Hey, Todd.
Eeeh, it was all my mistake. I set TTL of 60 days on data that had all
timestamps fixed way in the past. Warnings were just side-effects of
HBase working hard on what I told it to do. Silly.
Silver lining - your hint about hbase.rootdir fixed my hbck. :) Thanks.
Sorry for wasting your time. :(
T.
On 12/20/2011 09:25 PM, Todd Lipcon wrote:
Hi Tomaz,
That's fishy - are you sure the client you're running hbck from has
hbase.rootdir properly set? It needs to have the hbase configuration
dir on its classpath. (it's possible since you're using SCM that the
client isn't getting this configuration exported)
-Todd
On Tue, Dec 20, 2011 at 12:21 PM, Tomaz Logar<[email protected]> wrote:
Hej, Todd.
The relevant clipping is:
---
Version: 0.90.4-cdh3u2
..........
Number of Tables: 15
Number of live region servers: 8
Number of dead region servers: 0
.ERROR: Version file does not exist in root dir file:/tmp/hbase-ta/hbase
Number of empty REGIONINFO_QUALIFIER rows in .META.: 0
ERROR: Region xxx found in META, but not in HDFS, and deployed on nx (times
48)
Summary:
table is okay.
Number of regions: 48
Deployed on: n1, n2, ... n8
---
Summary says the table in question is ok.
For every region I get "found in META, but not in HDFS", but that seems a
false positive as it is reported for all of them (11k+) and other tables
work ok. And the files are in HDFS, ofcourse.
No mention of any specific region being broken... :(
T.
Dne 20.12.2011 18:56, piše Todd Lipcon:
Hi Tomaz,
What does "hbase hbck" report? Maybe you have a broken region of sorts?
-Todd
On Tue, Dec 20, 2011 at 9:45 AM, Tomaz Logar<[email protected]>
wrote:
Hello, everybody.
I hit a strange snag in HBase today. I have a table with 48 regions
spread
over 8 regionservers. It grows by about one region per day. It's like 6M
small (30-100 bytes each) records at the moment, 3.2G of Snappy-encoded
data
on disks.
What happened is that suddenly I can't scan over any previously inserted
data in just one table.
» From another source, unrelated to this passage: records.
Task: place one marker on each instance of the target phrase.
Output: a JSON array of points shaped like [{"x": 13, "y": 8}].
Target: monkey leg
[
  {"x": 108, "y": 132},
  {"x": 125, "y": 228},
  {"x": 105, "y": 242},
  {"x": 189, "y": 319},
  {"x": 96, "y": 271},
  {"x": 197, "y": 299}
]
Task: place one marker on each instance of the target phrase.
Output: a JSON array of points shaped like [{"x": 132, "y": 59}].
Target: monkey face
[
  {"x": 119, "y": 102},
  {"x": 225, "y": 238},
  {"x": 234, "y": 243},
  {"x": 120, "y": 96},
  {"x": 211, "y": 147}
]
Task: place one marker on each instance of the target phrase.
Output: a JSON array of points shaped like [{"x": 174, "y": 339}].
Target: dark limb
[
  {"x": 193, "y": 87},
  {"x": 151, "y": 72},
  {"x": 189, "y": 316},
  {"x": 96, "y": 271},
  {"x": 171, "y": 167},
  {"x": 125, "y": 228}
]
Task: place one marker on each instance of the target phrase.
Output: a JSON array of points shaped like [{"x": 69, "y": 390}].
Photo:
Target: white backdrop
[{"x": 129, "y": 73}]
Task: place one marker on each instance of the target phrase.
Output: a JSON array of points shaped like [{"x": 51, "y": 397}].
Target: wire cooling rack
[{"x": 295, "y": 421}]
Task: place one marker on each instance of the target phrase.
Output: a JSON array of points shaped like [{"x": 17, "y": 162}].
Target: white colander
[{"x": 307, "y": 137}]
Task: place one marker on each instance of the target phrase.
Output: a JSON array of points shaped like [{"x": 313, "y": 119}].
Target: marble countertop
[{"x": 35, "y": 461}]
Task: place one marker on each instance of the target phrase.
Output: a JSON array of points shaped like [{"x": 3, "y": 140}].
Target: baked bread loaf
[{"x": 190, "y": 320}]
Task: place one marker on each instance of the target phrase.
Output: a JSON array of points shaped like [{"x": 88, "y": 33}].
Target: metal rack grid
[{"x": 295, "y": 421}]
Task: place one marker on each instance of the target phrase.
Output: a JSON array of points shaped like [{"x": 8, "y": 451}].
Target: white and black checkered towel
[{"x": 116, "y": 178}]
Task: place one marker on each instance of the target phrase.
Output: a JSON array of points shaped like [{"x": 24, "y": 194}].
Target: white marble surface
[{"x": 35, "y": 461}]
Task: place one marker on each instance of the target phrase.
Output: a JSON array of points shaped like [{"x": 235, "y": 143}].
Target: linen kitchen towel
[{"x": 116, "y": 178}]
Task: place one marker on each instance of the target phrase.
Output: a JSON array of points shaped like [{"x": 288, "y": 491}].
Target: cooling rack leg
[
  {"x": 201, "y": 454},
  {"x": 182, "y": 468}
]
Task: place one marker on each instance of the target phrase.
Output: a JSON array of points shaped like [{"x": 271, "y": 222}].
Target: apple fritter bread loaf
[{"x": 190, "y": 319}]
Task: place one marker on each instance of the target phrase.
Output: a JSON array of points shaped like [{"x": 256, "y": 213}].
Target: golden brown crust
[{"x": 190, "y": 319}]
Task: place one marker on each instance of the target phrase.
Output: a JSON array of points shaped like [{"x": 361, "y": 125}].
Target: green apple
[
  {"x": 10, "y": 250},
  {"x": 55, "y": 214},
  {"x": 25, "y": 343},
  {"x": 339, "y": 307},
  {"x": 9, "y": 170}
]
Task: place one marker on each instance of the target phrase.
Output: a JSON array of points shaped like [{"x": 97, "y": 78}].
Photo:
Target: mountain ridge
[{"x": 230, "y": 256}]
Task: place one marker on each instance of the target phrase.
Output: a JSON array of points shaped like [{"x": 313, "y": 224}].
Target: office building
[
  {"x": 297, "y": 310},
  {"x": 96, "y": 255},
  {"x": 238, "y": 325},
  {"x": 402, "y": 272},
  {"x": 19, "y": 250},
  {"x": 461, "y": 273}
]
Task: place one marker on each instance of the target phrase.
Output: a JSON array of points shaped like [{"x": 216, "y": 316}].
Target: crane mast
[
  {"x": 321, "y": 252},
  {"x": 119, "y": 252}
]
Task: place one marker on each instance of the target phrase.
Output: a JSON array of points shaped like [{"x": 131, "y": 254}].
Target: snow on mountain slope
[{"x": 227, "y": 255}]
Freshly put data seems to be ok:
---
hbase(main):035:0> put 'table', "\x00TEST", "*:t", "TEST"
0 row(s) in 0.0300 seconds
hbase(main):041:0* scan 'table', {STARTROW=>"\x00TEST", LIMIT=>2}
ROW COLUMN+CELL
\x00TEST column=*:t, timestamp=1324392041600, value=TEST
ERROR: java.lang.RuntimeException:
org.apache.hadoop.hbase.regionserver.LeaseException:
org.apache.hadoop.hbase.regionserver.LeaseException: lease
'-1785731371547934030' does not exist
---
So scan gets the record I put just before, but times out on old record
that
comes right after it. :(
If I target an old record I don't even get an exception, just a huge
timeout, no exception in regionserver log either:
---
hbase(main):049:0> scan 'table', {STARTROW=>"0ua", LIMIT=>1}
ROW COLUMN+CELL
0 row(s) in 146.2210 seconds
---
It may be relevant that I'm getting these on another, much bigger (3T
Snappy, 7+B records), yet working table:
---
11/12/20 17:50:37 WARN ipc.HBaseServer: IPC Server Responder, call
next(-15185895745499515, 1) from 192.168.32.192:64307: output error
11/12/20 17:50:37 WARN ipc.HBaseServer: IPC Server handler 5 on 60020
caught: java.nio.channels.ClosedChannelException
11/12/20 17:32:43 WARN snappy.LoadSnappy: Snappy native library is
available
---
But these scans seem to recover while map-reducing.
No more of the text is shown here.